Step 2: Believe a Greater Power Can Restore Sanity

Life comes with variable stresses but a higher power that cares about a person’s wellbeing can take the onus of control away from the individual which opens the door for the next steps.


Step 3: Turn Will to Care of God as One Understands Him

People who struggle with this step wrestle with controlling the outcomes of one’s life. Spirituality comes in many shapes and forms which is important to remember on this personal journey of recovery.


Step 4: Make a Personal Inventory

Creating a list of resentments, people harmed, character deficits and assets opens the door for honest reflection on the past.

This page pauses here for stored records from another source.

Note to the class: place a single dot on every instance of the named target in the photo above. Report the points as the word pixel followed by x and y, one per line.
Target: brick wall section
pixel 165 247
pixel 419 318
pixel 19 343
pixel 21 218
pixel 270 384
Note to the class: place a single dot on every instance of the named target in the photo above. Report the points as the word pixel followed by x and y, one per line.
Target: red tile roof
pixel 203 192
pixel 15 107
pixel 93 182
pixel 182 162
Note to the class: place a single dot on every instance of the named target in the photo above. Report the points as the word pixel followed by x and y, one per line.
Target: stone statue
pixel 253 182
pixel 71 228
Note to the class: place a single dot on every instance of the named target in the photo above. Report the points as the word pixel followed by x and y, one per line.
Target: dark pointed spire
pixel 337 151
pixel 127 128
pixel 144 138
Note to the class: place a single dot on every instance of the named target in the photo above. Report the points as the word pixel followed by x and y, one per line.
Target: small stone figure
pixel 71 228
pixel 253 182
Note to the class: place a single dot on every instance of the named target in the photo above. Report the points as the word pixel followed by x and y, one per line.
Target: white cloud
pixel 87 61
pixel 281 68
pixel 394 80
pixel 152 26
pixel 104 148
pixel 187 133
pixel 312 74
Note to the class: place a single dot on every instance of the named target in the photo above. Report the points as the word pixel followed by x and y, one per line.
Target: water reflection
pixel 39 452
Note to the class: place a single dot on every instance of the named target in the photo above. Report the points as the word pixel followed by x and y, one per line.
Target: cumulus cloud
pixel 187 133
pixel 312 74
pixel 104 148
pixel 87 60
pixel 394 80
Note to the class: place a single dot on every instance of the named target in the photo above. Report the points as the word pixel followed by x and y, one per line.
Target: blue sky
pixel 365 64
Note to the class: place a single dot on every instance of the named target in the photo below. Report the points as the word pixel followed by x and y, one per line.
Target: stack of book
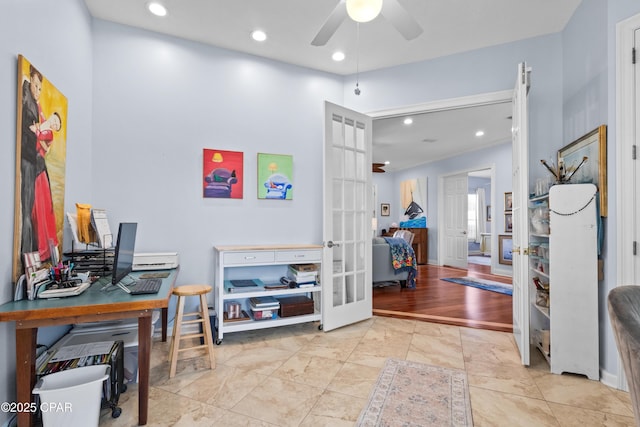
pixel 264 307
pixel 304 275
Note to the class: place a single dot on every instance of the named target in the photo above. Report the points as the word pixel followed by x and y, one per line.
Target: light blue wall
pixel 56 38
pixel 160 100
pixel 143 106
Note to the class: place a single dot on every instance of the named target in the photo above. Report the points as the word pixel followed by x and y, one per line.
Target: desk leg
pixel 165 316
pixel 25 371
pixel 144 364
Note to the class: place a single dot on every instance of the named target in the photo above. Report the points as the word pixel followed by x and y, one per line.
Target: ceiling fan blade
pixel 401 19
pixel 331 25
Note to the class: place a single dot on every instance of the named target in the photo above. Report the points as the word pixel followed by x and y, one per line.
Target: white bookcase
pixel 564 255
pixel 267 263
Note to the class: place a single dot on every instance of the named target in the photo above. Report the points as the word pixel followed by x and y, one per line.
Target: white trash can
pixel 72 398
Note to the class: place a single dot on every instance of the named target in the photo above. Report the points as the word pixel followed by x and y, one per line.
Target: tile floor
pixel 299 376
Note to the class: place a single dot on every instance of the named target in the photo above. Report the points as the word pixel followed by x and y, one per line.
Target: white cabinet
pixel 267 263
pixel 564 256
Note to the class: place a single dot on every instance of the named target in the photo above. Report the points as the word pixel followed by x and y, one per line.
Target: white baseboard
pixel 611 380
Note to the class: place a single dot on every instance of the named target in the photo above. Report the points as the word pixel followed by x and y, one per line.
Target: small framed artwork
pixel 222 174
pixel 508 201
pixel 505 248
pixel 508 222
pixel 275 176
pixel 585 161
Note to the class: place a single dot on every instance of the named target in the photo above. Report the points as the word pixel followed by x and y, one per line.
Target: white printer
pixel 155 261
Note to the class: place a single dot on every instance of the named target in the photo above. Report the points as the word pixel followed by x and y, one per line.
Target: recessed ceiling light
pixel 157 9
pixel 338 56
pixel 259 35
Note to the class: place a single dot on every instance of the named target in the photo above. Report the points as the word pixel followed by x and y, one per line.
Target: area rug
pixel 413 394
pixel 488 285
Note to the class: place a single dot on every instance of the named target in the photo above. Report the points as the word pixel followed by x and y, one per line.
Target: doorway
pixel 479 217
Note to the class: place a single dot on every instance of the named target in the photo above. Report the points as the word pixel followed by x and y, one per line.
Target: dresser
pixel 420 242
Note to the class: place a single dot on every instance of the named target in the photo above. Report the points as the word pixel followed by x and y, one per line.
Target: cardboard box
pixel 295 305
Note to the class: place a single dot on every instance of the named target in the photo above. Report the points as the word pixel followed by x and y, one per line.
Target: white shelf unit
pixel 567 261
pixel 267 263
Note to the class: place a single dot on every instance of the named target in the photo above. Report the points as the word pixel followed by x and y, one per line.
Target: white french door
pixel 455 210
pixel 520 190
pixel 346 261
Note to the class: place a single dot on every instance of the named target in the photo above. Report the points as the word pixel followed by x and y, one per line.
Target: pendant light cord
pixel 357 90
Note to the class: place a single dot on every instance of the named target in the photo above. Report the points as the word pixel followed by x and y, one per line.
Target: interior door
pixel 456 245
pixel 346 267
pixel 520 190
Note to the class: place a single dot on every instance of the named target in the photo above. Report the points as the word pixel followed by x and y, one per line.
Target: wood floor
pixel 436 300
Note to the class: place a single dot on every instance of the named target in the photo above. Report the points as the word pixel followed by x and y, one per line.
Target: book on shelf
pixel 304 268
pixel 264 302
pixel 302 277
pixel 292 283
pixel 237 286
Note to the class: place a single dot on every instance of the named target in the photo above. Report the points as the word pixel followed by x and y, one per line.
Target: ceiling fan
pixel 393 11
pixel 377 168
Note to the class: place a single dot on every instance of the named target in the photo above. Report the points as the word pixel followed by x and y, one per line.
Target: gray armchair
pixel 624 312
pixel 382 268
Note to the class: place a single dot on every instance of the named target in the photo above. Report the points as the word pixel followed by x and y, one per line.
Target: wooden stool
pixel 202 316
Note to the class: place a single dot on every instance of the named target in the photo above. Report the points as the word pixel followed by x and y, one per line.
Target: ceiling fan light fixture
pixel 157 9
pixel 259 35
pixel 363 10
pixel 338 56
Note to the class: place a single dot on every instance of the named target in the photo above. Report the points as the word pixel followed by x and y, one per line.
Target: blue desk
pixel 92 305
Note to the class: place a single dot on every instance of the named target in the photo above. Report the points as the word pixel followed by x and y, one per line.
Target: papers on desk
pixel 82 350
pixel 101 225
pixel 90 226
pixel 75 356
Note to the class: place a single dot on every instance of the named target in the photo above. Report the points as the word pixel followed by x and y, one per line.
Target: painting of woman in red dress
pixel 40 167
pixel 43 216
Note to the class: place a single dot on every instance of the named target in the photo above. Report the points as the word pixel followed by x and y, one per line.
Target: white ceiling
pixel 450 26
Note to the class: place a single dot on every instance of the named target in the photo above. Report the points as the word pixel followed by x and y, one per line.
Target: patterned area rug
pixel 488 285
pixel 413 394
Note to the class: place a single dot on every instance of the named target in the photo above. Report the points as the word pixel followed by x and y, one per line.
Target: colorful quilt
pixel 403 259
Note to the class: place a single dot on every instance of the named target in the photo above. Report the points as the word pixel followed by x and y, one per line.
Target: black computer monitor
pixel 123 258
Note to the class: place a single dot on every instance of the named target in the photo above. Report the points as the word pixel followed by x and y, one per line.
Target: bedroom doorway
pixel 479 217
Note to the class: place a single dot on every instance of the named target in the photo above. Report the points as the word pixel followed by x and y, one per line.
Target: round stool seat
pixel 191 290
pixel 201 317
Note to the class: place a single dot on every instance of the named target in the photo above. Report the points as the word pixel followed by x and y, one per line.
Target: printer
pixel 155 261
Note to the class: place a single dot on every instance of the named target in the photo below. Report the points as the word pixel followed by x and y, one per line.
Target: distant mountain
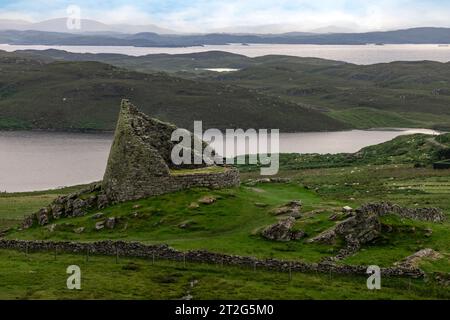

Doing this step can support one to feel free of secrets which leads to greater self awareness.


Step 5: Admission of Wrongs to Others

A sponsor, coach or other person can listen without judgment while supporting a person to be open and honest about addiction.


Step 6: Ready for God to Remove Character Defects

This step helps a person open up to change by releasing oneself of defects which are holding a person back from progress in recovery.


Step 7: Ask Him to Remove Shortcomings

Asking God or a Higher Power to remove character deficits builds understanding and humility of one’s own powerlessness over addiction.


Step 8: List People Harmed and Be Willing to Make Amends

Through acknowledgement of pain caused, forgiveness can begin for oneself and others by taking ownership of one’s behavior and making amends.


Step 9: Make Amends to Others

Making amends starts with a list of people harmed (created in Step 8) which can include restitution for financial wrongdoing or changing one’s behavior.


Step 10: Make an Inventory and Admit When Wrong

Daily examination of one’s behavior is important in allowing a person to engage in self-reflection by noticing wrongs as they come up to fix the situation without resentment and anger which can trigger a relapse.


Step 11: Practice Prayer and Meditation to Improve One’s Relationship with a Higher Power

Regular attendance at church, daily meditation or prayer and reading AA literature are examples of deepening one’s daily spiritual connection to build a positive way of living.


Step 12: Carry the Message to Others and Continue to Live the Principles

Sponsorship, helping at meetings or serving in some way builds on all the principles of AA which supports others in positive personal growth.